The U.S. Supreme Court maintained that the ordinance was unconstitutional.


HARMON v. TYLER
273 US 668 (1927)
On the authority of Buchanan v. Warley, a similar New Orleans residential ordinance which was upheld by the lower court was declared unconstitutional by the U.S. Supreme Court.
CITY OF RICHMOND v. DEANS
281 US 704 (1930)
The U.S. Supreme Court, again on the basis of Buchanan v. Warley, struck down the ruling of a lower court and declared a Richmond residential segregation ordinance unconstitutional.
SHELLEY v. KRAEMER
334 US 1 (1948)

HURD v. HODGE

334 US 26 (1948)
(Chief Justice Vinson delivered both opinions).
On August 11, 1945, a black family, the Shelleys, received a warranty deed to a parcel of land which, unknown to, them, was subject to a restrictive covenant barring its sale to black people. Suit was subsequently brought in the Circuit Court of St. Louis seeking to divest the Shelleys of title to the land. The Supreme Court of Missouri directed the trial court to strip the petitioners of said title.

The U.S. Supreme Court reversed this decision, maintaining that restrictive Covenants, thought valid contracts, could not be enforced by state courts. In the Hurd v.
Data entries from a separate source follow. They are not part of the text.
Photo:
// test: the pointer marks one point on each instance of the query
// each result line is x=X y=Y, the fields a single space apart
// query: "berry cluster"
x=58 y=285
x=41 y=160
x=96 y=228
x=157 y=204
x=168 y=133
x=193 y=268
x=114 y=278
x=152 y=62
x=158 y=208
Hodge case, involving a similar set of circumstances, federal courts were similarly prohibited from enforcing such restrictive covenants.


BARROWS v. JACKSON
346 US 249 (1953)
The U.S. Supreme Court in this case held it to be a violation of the equal protection and due process clauses of the Fourteenth Amendment for a state court to award damages for the violation of a restrictive covenants.
REITMAN v. MULKEY
387 US 369 (1967)
In 1964 the California electorate voted in favor of a referendum granting "absolute discretion" to real estate owners in the sale and rental of real property, in effect voiding the state's fair housing laws. Lincoln Mulkey filed suit against property owners in Orange County to challenge the validity of the referendum. Mulkey's position failed in the lower courts but was sustained 5 to 2 by the California Supreme Court on the grounds that the California referendum violated the Fourteenth Amendment of the U.S. Constitution. The U.S. Supreme Court upheld the decision.
THORPE v. HOUSING AUTHORITY
393 US 268 (1969)
(Chief Justice Warren delivered the opinion.)
The Supreme Court declared that tenants of federally assisted housing projects cannot be evicted without being first informed of the reason and given an opportunity to reply or explain.
KENNEDY PARK HOMES ASSN. v. CITY OF LACKAWANNA
401 US 1010 (1971)
The Supreme Courts refused to review a lower court decision granting blacks the right to build a low-income housing project in a section of the city largely inhabited by whites.
TRAFFICANTE v. METROPOLITAN LIFE INSURANCE
409 US 205 (1972)
(Justice Douglas delivered the opinion.)
The Supreme Court ruled that a complaint of racial discrimination in housing may be brought by parties who have not themselves been refused accommodation but who, as members of the same housing unit, allege injury by discriminatory housing practices. The suit had been filed by a black and a white resident of a housing development in San Francisco, who contended that the owner of the development, in maintaining a "white ghetto," was depriving plaintiffs of the right to live in a racially integrated community.
JAMES v. VALTIERRA
402 US 137 (1971)
The Supreme Court upheld a ruling that local voters could veto projected plans for low-rent housing projects. The ruling affirmed a decision which held that no low-income projected could be developed without the majority vote of a city, town or county in a referendum where such process was duly provided for in law.